“If your kids don’t like it, they have no taste.”

Clangers

Clangers, CBeebies

“If you can’t have Oliver Postgate, then who better than World’s Nicest Man Michael Palin to tell you what’s going on, and to interpret their whistled glissandos? I don’t think there’s anything to upset any Clanger aficionados here.”
Sam Wollaston, The Guardian

“It’s every bit as lovely as you would want it to be. For those who grew up with the whistle-voiced, knitted moon-mice this remake is like slipping on an old pair of trainers. As for the new generation – if your kids don’t like it, they have no taste.”
Chris Bennion, The Independent

“The first of CBeebies’ daily revivals revealed that they had lost none of the woolly charm of Peter Firmin’s original creations. It was, in a good way, like peering through a telescope at a programme 40 light years away. Welcome back, Clangers – or woowoodeboo as you might say.”
Andrew Billen, The Times

“New Clangers is essentially a direct remake with the same characters but much better animation. Yet what it now lacks is that slightly sad pungency.
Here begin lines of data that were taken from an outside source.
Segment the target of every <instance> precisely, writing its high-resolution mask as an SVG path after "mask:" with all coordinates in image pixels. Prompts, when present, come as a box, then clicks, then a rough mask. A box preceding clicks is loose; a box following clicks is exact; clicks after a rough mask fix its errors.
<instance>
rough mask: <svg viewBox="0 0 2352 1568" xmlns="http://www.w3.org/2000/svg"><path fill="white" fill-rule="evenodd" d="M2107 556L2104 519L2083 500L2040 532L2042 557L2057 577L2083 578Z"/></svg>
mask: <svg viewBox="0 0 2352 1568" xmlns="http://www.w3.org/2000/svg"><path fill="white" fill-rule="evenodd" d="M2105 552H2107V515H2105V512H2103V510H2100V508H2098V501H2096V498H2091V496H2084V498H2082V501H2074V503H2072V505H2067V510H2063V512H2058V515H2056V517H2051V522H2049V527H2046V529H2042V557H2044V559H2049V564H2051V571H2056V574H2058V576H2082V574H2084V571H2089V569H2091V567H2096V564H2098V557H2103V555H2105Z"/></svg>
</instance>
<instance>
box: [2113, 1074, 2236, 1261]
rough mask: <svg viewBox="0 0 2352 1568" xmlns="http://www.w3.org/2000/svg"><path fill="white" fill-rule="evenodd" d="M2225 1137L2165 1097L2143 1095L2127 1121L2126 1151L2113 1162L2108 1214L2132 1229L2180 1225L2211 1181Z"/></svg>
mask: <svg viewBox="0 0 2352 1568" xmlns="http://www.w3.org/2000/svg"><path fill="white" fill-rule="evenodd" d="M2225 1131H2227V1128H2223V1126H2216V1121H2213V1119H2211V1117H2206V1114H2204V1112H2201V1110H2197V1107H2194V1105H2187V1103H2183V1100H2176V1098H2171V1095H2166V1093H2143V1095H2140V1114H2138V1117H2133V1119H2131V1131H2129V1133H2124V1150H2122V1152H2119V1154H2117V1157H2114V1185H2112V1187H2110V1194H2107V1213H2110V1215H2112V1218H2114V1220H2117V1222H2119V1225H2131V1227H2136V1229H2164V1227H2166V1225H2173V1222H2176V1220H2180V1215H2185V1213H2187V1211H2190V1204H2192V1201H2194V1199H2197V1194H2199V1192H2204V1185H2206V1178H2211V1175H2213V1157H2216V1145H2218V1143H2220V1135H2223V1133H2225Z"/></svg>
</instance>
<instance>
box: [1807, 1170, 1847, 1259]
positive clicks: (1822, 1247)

It’s another example of how children’s TV has become sanitised, just like so much else in children’s lives.”
Benji Wilson, The Telegraph

“Clangers 2.0 looked a little slicker than this critic dimly recalled it but the little woollen Moon-dwellers still make their whistling noises, and Michael Palin’s voiceover suggests that all is right with the universe.”
Matt Baylis, Daily Express

“Wisely, the makers have stuck closely to the Postgate formula and retained as much whimsical silliness as they can. Just as important, the animation is done with real knitted models and not computer graphics. There’s no need to greet this revival with an ‘Oh dear!’ — it’s much more of an ‘Oh, very good!’”
Christopher Stevens, Daily Mail

“There is a less obvious narrative at work in The Met which can be almost as enjoyable to follow as the story of the police at work: the Metropolitan Police want to come out of the series looking better than they went into it. But the producers want to prove that it is more than just a puff piece. At some stage a covenant has been struck but look hard and you can sense both sides pushing their own agenda.”
Benji Wilson, The Telegraph

“The film-makers did not find, or did not choose to show, any carnivalgoer or organiser complaining — not even about the morose Sergeant Rowlands, who moaned from the moment he got there. The film needed a few outside voices.”
Andrew Billen, The Times

“You couldn’t wish for a better combination of subject and presenter than How to Be Bohemian with Victoria Coren Mitchell. She had also gathered about her a superior collection of clever-clogs commentators, many as eccentric in dress as yesteryear’s bohemians and all with something insightful to say.”